System.out.println(“inside procA”);

throw new RuntimeException(“demo”);

} finally {

System.out.println(“procA’s finally”);

}

}

// Return from within a try block.

static void procB() {

try {

System.out.println(“inside procB”);

return;

} finally {

System.out.println(“procB’s finally”);

}

}

// Execute a try block normally.

static void procC() {

try {

System.out.println(“inside procC”);

} finally {

System.out.println(“procC’s finally”);

}

}

public static void main(String args[]) {

try {

procA();

} catch (Exception e) {

System.out.println(“Exception caught”);

}

procB();

procC();

}

}

 

In this example, procA( ) prematurely breaks out of the try by throwing an exception.

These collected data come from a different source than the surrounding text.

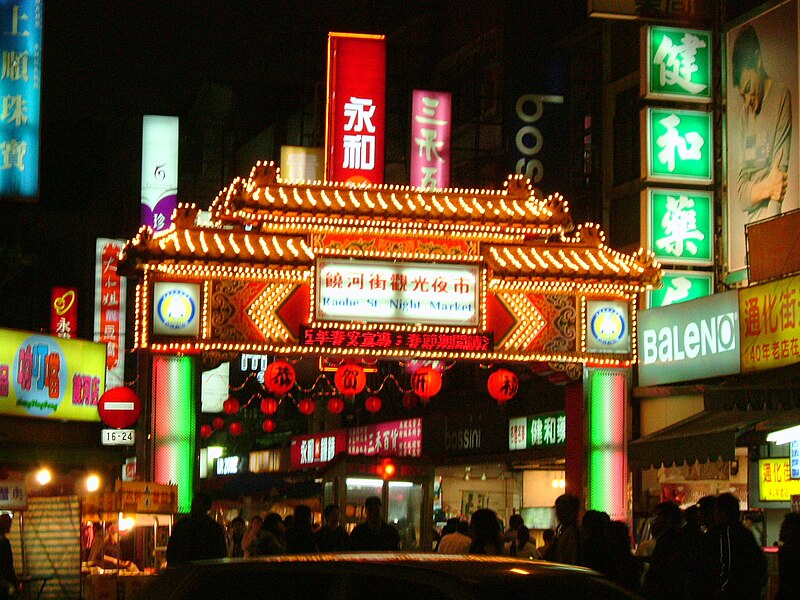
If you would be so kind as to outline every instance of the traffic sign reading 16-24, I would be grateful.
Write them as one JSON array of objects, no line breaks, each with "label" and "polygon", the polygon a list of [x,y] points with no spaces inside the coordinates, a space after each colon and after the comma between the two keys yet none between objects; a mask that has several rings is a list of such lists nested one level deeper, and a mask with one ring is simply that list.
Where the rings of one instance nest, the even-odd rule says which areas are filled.
[{"label": "traffic sign reading 16-24", "polygon": [[697,183],[714,179],[711,113],[697,110],[647,108],[643,129],[648,181]]},{"label": "traffic sign reading 16-24", "polygon": [[130,388],[116,387],[100,396],[97,411],[103,423],[115,429],[124,429],[136,423],[142,403]]}]

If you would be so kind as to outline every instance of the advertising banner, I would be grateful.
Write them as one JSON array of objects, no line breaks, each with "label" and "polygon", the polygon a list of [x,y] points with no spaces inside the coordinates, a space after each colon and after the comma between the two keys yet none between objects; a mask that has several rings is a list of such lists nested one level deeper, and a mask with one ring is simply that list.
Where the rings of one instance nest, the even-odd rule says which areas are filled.
[{"label": "advertising banner", "polygon": [[319,467],[347,451],[347,430],[337,429],[310,435],[293,435],[289,446],[292,469]]},{"label": "advertising banner", "polygon": [[739,290],[742,371],[800,362],[800,276]]},{"label": "advertising banner", "polygon": [[800,208],[797,11],[797,0],[773,3],[726,33],[724,232],[728,272],[742,278],[745,225]]},{"label": "advertising banner", "polygon": [[142,120],[142,225],[168,229],[178,206],[178,117]]},{"label": "advertising banner", "polygon": [[39,195],[39,112],[42,89],[42,0],[0,2],[0,196]]},{"label": "advertising banner", "polygon": [[200,284],[157,281],[153,285],[153,334],[200,333]]},{"label": "advertising banner", "polygon": [[50,333],[68,340],[78,335],[78,290],[54,287],[50,291]]},{"label": "advertising banner", "polygon": [[800,272],[800,210],[745,225],[750,285]]},{"label": "advertising banner", "polygon": [[328,181],[383,183],[386,39],[328,34]]},{"label": "advertising banner", "polygon": [[622,300],[587,300],[585,331],[587,352],[630,352],[628,303]]},{"label": "advertising banner", "polygon": [[566,443],[566,413],[513,417],[508,420],[509,450],[527,450]]},{"label": "advertising banner", "polygon": [[450,186],[449,92],[414,90],[411,102],[411,185]]},{"label": "advertising banner", "polygon": [[713,264],[713,194],[654,188],[642,193],[647,215],[647,249],[662,263]]},{"label": "advertising banner", "polygon": [[178,486],[152,481],[117,481],[117,509],[127,513],[173,515],[178,512]]},{"label": "advertising banner", "polygon": [[710,184],[714,180],[713,122],[710,112],[646,108],[642,153],[647,181]]},{"label": "advertising banner", "polygon": [[647,27],[645,47],[645,98],[711,102],[710,31]]},{"label": "advertising banner", "polygon": [[661,308],[681,302],[690,302],[713,293],[713,273],[662,271],[661,287],[647,292],[647,308]]},{"label": "advertising banner", "polygon": [[94,266],[94,341],[106,344],[106,387],[125,384],[128,280],[117,273],[125,242],[97,238]]},{"label": "advertising banner", "polygon": [[351,456],[422,456],[422,419],[353,427],[347,431]]},{"label": "advertising banner", "polygon": [[24,479],[0,481],[0,512],[28,508],[28,488]]},{"label": "advertising banner", "polygon": [[99,421],[103,344],[0,329],[0,414]]},{"label": "advertising banner", "polygon": [[283,181],[322,181],[325,178],[325,149],[281,146]]},{"label": "advertising banner", "polygon": [[711,5],[702,0],[589,0],[589,16],[607,19],[708,19]]},{"label": "advertising banner", "polygon": [[800,480],[792,479],[789,458],[758,461],[758,499],[762,502],[790,502],[800,494]]}]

The finally clause is executed on the way out. procB( )’s try statement is exited via a return statement. The finally clause is executed before procB( ) returns. In procC( ), the try statement executes normally, without error. However, the finally block is still executed. Here is the output generated by the preceding program:

inside procA

procA’s finally

Exception caught

inside procB

procB’s finally

inside procC

procC’s finally

 

Java’s Built-in Exceptions

Inside the standard package java.lang, Java defines several exception classes. A few have been used by the preceding examples. The most general of these exceptions are subclasses of the standard type RuntimeException. Since java.lang is implicitly imported into all Java programs, most exceptions derived from RuntimeException are automatically available. Furthermore, they need not be included in any method’s throws list. In the language of Java, these are called unchecked exceptions because the compiler does not check to see if a method handles or throws these exceptions. The unchecked exceptions defined in java.lang are listed in Table 10-1. Table 10-2 lists those exceptions defined by java.lang that must be included in a method’s throws list if that method can generate one of these exceptions and does not handle it itself. These are called checked exceptions. Java defines several other types of exceptions that relate to its various class libraries.